Dating of Pseudogenes

To estimate the age of the pseudogenes, we applied a method based on the calculation of the number of substitutions per site accumulated from the ancestor’s functional gene to the present pseudogene (Gomez-Valero et al. 2007). The rationale behind the method is that the number of substitutions per site for a pseudogene is the sum of the substitutions which occurred since the last common ancestor when the gene was still functional, plus those that occurred when the gene was evolving as a pseudogene. Nonsynonymous substitutions would tend to accumulate comparatively faster in pseudogenes than in functional counterparts and this property can be used to infer the age of a pseudogene, given appropriate calibration. Details of the method are given in supplementary information, Supplementary Material online.

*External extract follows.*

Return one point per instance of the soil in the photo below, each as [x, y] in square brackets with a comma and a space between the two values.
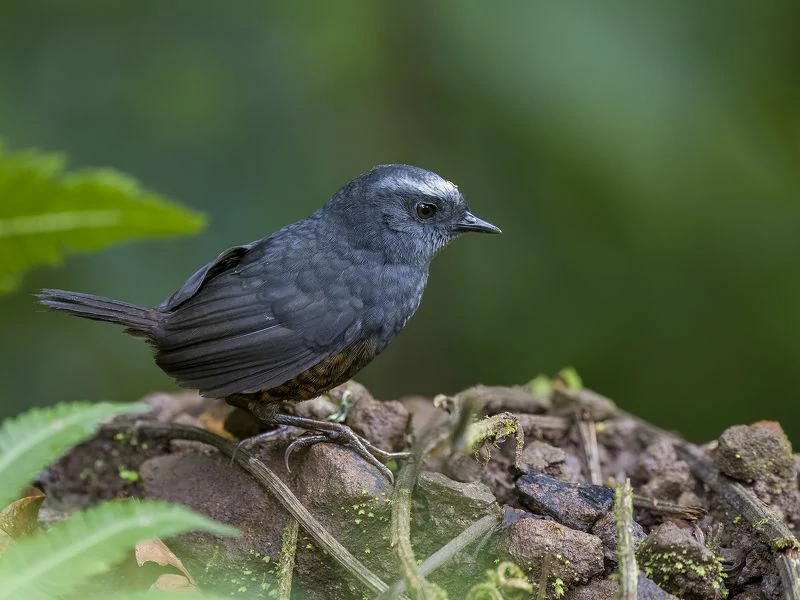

Detection of Insertions Caused by Direct and Tandem Repeats

Direct repeat insertions in pseudogenes were detected using ad-hoc Python scripts. Upstream and downstream flanking regions surrounding insertion sites, of the exact size of the insertion, were extracted, allowing for 1 nt shift in either direction. The Hamming distance between the flanking strings and the string corresponding to the insertion was calculated. Direct repeats were called when the distance between at least one flanking string and the insertion string was 0 for insertions of sizes 2 or 3 bp, and ≤ 1 for insertions larger than 3 bp. The software Tandem Repeats Finder (Benson 1999) was used to detect tandem repeats in pseudogene sequences and aligned functional homologs with the following parameters: Weights for match, mismatch and indels = 2, 2, 7, respectively; Minimum alignment score = 25; Detection parameters Pm = 0.80 and Pi = 0.10; Maximum TR array size = 500.

Detection of Motifs around Deletion Sites

Deletion sites were analyzed for the presence of sequence motifs using ad-hoc Python scripts. The upstream flanking sequence of the deletion site was compared with the end of the deleted sequence and similarly the downstream flanking sequence was compared with the beginning of the deleted sequence. A motif was valid if: 1) the deleted sequence was ≤3 nt and had an identical match to either the up- or downstream flanking sequence, 2) the deleted sequence was >3 nt and had a near identical match (max. Hamming distance of 1) to either the up- or downstream flanking sequence, 3) the first/last n nucleotides of the deleted sequence were identical (n 3 nt) or near identical (n >3 nt, max. Hamming distance of 1) to the first n nucleotides down-/upstream of the deletion site.

Annotation of Proteins Related to DNA Replication and Repair

Predicted protein sets were downloaded from NCBI Genbank and annotated using the eggNOG-mapper 1.0.3 software and the EggNOG database v 4.5 (Huerta-Cepas et al. 2016, 2017). HMM searches were limited to the bactNOG database of prokaryotic HMM profiles. Annotations were filtered according to COG category L (“Replication, recombination and repair”) and collated into supplementary table S2, Supplementary Material online.

Statistical Analyses

The size distribution of indels was investigated using two methods. Only indels with length ≤ 15 nt were used in the analysis. For non-Burkhorderia species, only indels ≤ 9 nt were used, as indels of size ≥ 10 nt were very rare in the dataset. Because indel size distribution has been shown to follow a power law in eukaryotic as well as prokaryotic genomes (Zhang and Gerstein 2003; Cartwright 2009), we fitted a linear model to the counts of indels according to their size using log-log-transformed data. In order to test whether indels of size 3n were enriched in our data, we added a categorical variable which takes the value of 1 if indel size is a multiple of 3 and 0 otherwise. Model fitting and statistical tests were performed in R, using the standard lm function.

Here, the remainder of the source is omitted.